Applications using Spark, Databricks, and Docker in the Cloud for Data Science.

Outcomes:

By the end of the semester, each student will be able to:

  1. Integrate and extend previously learned data science tools to analyze remote and distributed data in business contexts.
  2. Explore, interpret, conceptualize, and validate assumptions of data at scale.
  3. Understand the differences and benefits of current industry technologies for big data storage and analysis.
  4. Leverage parallel processing for analysis.

Integrate and extend …

Integrate and extend previously learned data science tools to analyze remote and distributed data in business contexts.

There are many environments and tools for big data analysis. Companies like Oracle and SAS have been around for decades. Microsft Azure, Amazon’s AWS, and Google Cloud now have an established presence in this space.

Historically, each of those systems had its own language and proprietary data storage architecture. Now we have Platform as a service (PaaS) tools that leverage AWS and Azure to meet the new demand for decision making with data using R, Python, and SQL. Databricks https://databricks.com/ is the PaaS that we will leverage to learn Apache Spark for big data analytics.

Spark and Spark SQL allow us to use our Python and R languages to access cloud computing for big data.

Data at scale

Explore, interpret, conceptualize, and validate assumptions of data at scale.

Topics around big data are often summarized with V words. Early on, it was the 3 V’s of big data, and then it went to the 4 V’s of Big Data. From there we went to 7, to 10, and even 42 V’s.

Different stresses arise with big data. We are forced to rethink how we can validate our work, debug our code, or even conceptualize our project’s data and process.1

Differences and benefits

Understand the differences and benefits of current industry technologies for big data storage and analysis.

Once you move into cloud computing and big data tools, there are so many technologies and companies used and talked about that it is hard to keep up. We hear things like Azure ML, Amazon S3, Amazon EC2, Hadoop, HDFS, Docker, Kubernetes, Spark, Google Big Query, Apache, Cloudera, Databricks and wonder if we can ever keep up with all the tools.

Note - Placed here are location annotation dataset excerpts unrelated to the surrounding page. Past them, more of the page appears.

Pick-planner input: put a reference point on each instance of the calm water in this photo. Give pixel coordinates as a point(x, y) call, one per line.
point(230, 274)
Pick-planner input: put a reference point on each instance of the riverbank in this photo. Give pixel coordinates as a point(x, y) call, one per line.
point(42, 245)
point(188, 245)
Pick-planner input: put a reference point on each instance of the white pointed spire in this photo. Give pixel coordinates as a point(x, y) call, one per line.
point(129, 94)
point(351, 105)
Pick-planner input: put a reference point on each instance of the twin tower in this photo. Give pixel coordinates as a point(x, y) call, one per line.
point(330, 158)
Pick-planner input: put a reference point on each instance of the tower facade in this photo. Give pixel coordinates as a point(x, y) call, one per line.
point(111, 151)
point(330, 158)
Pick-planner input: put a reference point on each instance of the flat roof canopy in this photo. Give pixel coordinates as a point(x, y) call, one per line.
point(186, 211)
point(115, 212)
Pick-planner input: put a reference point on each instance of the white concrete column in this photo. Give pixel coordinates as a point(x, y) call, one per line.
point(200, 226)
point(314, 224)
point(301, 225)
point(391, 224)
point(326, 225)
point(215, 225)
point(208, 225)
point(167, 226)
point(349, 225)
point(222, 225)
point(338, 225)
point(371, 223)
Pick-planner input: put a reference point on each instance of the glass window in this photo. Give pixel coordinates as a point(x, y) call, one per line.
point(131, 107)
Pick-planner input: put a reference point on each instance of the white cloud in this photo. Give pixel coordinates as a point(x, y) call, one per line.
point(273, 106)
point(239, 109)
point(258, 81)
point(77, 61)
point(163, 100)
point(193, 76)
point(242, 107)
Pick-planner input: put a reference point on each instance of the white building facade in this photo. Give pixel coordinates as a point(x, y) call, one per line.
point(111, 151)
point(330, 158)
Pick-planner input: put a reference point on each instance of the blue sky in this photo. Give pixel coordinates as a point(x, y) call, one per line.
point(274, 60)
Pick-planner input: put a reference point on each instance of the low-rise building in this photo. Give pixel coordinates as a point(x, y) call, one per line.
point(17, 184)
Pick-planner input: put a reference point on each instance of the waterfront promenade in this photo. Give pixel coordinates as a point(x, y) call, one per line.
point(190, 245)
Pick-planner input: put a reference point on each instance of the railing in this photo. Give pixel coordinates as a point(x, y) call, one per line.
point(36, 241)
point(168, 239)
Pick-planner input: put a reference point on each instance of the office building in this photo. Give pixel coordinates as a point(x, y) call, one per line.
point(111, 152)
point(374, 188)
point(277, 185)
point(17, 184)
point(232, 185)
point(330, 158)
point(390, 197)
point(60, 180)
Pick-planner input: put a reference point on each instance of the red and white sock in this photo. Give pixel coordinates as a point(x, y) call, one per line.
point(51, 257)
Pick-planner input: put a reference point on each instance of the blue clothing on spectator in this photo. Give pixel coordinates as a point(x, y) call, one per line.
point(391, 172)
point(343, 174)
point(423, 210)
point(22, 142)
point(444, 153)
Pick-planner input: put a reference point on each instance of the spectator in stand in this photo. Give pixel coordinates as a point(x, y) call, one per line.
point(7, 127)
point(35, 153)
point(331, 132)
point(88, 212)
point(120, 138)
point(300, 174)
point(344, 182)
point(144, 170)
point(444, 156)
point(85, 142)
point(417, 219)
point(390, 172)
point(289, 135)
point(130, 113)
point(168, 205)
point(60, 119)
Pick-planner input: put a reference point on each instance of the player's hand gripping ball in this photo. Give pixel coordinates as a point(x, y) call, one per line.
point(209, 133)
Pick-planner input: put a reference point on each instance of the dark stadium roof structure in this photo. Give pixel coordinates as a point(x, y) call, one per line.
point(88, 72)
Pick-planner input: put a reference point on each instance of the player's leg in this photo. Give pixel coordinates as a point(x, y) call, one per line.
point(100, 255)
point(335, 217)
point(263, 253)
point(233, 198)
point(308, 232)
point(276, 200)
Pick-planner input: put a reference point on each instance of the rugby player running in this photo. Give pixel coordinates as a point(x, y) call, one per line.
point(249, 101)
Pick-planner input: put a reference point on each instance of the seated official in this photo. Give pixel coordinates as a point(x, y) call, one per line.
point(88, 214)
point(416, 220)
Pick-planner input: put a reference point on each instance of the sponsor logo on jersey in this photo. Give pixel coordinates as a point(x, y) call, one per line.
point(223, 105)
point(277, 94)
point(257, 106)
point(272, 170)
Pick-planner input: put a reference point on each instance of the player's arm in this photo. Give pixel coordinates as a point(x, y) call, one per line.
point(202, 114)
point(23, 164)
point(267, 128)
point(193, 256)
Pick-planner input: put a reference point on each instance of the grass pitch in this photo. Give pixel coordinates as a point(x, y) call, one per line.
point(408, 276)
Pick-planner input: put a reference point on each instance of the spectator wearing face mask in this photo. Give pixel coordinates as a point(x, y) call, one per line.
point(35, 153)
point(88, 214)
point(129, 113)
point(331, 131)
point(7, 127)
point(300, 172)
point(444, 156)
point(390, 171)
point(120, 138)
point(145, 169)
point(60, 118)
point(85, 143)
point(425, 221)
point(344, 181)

We will see how some of these tools can be leveraged with our data science languages of R, Python, and SQL.

Parallel processing

Leverage parallel processing for analysis.

Both R and Python require additional packages to leverage most of the functionality associated with parallel processing. In R, we have future, foreach, and furrr to name a few. In Python, we have multiprocessing, Ray, and Dask that are often used.

Many of the concepts associated with computing in the cloud align with performing parallel processing on your personal computer. We need to be careful to think about data transfer, memory size as we try to speed up our calculations.


  1. https://rviews.rstudio.com/2019/07/17/3-big-data-strategies-for-r/

    ↩︎